Tags : hurricane Ida
Tropical Storm Ida Strengthening Over Yucatan, Becomes Hurricane Again

Miami, FL (AHN) – Tropical Storm Ida picked up strength and speed Saturday, becoming a hurricane again late Saturday with the Mexican government putting into place a hurricane watch for the Yucatan Peninsula.
Ida could threaten the United States along the Gulf of Mexico coastline on Wednesday.
Tropical Storm Ida had near hurricane force winds of 70 miles per hour, U.S. National Hurricane Center forecasters in Miami, FL said in the agency’s 7 p. m. advisory on Saturday.
At 7 p.m., Ida was moving north-northwest at 10 mph and was located about 180 miles east-southeast of Cozumel, Mexico and about 165 miles south-southeast of the western tip of Cuba, hurricane center forecasters said.
Ida is expected to move through the Yucatan Channel on Sunday and into the southeastern Gulf of Mexico on Sunday night.
A hurricane watch is in effect for the Yucatan Peninsula from Tulum to Cabo Catoche.
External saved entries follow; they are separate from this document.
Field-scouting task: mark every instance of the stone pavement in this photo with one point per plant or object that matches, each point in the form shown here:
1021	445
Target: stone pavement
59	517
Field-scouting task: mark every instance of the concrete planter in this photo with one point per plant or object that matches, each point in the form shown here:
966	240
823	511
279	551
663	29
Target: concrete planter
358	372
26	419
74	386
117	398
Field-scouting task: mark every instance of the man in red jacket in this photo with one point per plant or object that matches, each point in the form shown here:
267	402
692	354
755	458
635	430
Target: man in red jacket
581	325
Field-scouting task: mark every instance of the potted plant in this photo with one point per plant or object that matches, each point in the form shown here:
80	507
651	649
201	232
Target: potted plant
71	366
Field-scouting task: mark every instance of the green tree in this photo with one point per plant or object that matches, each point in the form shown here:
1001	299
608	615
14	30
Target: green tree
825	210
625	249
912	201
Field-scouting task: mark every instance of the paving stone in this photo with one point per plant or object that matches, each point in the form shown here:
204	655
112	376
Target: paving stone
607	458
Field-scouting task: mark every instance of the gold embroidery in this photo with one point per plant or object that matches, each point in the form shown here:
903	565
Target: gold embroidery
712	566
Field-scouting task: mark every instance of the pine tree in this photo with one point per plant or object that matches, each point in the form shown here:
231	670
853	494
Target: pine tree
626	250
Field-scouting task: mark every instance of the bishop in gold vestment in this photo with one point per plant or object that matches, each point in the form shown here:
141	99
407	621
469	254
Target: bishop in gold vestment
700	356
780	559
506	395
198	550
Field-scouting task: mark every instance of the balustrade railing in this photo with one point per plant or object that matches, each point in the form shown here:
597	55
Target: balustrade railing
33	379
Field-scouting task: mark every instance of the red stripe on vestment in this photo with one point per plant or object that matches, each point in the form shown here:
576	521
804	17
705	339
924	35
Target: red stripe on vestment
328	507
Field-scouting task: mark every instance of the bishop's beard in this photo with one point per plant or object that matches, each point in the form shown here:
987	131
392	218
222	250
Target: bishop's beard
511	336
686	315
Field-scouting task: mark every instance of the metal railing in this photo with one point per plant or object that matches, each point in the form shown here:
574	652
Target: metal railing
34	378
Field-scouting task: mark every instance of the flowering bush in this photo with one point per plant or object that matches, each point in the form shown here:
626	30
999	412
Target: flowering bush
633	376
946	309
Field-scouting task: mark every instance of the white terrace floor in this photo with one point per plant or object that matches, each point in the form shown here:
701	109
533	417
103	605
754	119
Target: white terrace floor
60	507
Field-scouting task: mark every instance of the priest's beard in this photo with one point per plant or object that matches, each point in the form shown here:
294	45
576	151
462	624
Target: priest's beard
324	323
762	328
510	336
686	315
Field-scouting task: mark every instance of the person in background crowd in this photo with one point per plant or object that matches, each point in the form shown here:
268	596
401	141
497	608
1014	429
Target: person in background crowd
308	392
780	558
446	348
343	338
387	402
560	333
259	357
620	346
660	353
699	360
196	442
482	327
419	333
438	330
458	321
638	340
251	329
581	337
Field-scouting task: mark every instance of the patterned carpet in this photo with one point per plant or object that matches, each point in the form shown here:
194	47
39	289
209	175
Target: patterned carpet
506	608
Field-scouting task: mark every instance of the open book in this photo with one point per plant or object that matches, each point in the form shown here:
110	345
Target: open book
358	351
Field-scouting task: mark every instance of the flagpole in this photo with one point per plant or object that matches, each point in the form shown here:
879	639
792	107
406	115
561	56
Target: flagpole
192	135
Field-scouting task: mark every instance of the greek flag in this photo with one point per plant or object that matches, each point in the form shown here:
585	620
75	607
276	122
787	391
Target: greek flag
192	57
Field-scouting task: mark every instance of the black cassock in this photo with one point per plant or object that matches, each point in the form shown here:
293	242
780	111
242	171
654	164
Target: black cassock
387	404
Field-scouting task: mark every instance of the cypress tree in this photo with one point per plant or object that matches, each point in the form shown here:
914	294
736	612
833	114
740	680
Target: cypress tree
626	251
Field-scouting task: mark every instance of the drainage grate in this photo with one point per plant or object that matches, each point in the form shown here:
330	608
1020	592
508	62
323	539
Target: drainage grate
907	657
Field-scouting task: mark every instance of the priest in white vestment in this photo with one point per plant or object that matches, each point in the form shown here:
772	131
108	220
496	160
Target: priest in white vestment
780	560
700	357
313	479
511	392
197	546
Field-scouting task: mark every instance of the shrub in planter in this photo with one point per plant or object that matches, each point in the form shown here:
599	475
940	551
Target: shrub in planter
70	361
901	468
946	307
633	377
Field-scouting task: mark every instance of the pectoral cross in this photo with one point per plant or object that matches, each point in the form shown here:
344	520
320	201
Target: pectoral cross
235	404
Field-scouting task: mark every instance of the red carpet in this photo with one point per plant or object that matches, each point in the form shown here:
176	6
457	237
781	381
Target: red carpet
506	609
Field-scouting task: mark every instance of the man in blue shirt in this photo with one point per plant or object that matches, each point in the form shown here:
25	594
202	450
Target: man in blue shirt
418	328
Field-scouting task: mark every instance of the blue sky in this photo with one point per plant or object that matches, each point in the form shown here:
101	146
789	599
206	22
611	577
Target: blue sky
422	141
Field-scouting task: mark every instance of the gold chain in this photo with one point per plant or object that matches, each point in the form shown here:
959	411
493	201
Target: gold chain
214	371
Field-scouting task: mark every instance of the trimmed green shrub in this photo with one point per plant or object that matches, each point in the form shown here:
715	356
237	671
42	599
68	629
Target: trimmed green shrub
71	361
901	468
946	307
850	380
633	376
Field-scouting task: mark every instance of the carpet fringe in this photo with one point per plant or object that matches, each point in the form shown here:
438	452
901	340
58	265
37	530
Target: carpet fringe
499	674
A tropical storm warning is in effect for the Cuban province of Pinar Del Rio, however, hurricane force winds could spread across western Cuba on Sunday and a hurricane warning might become necessary tonight, forecasters said.
Ida had been a hurricane before it made landfall in Nicaragua on Thursday, but it had downgraded to a tropical depression with winds of only 30 mph as it passed over Nicaragua and Honduras, before picking up strength again over the Yucatan Peninsula. However, Ida dumped a lot of rain in Nicaragua and flooding left at least 13,000 people homeless.
Ida is still a rainmaker with accumulations of 5 to 10 inches are possible across the Yucatan Peninsula and Cuba.